In the original description, Powell described the species as follows:

Related to subnitidus, having same style of incised spirals, but the shell is smaller, more solid, with a carinate periphery and only three cords on the spire-whorls, and about 19 on the base. There are 5 distinct lirations on the shoulder or sinus area. The uppermost of the three cords on the spire-whorls forms the sharp median peripheral carina. Protoconch polygyrate, conic, of 3 smooth whorls with minute exserted tip, followed by a half whorl of rather strong vertical brephic axials.

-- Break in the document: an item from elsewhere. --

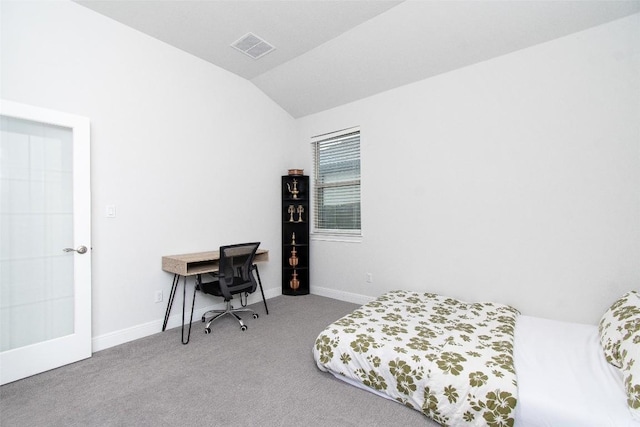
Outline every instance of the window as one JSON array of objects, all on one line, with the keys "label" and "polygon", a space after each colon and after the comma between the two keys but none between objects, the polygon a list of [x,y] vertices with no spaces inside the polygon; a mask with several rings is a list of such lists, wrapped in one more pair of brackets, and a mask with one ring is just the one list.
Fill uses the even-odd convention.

The holotype of the species measures 4.8 mm in length and has a diameter of 2.1 mm. It is one of the smaller members of the genus Guraleus. The shell is fusiform, and the species can be distinguished due to there being ten axial costae on each whorl.

==Taxonomy==

The species was first described by A. W. B. Powell in 1944. The holotype was collected by W. Howchin and J.C. Verco in 1919 from the Metropolitan Abattoirs Bore in Adelaide, South Australia, at a depth of between 122–152 m. It is held in the collections of Auckland War Memorial Museum.

==Distribution==

This extinct marine species occurs in middle Miocene strata of the St Vincent Basin of South Australia, including the Dry Creek Sands.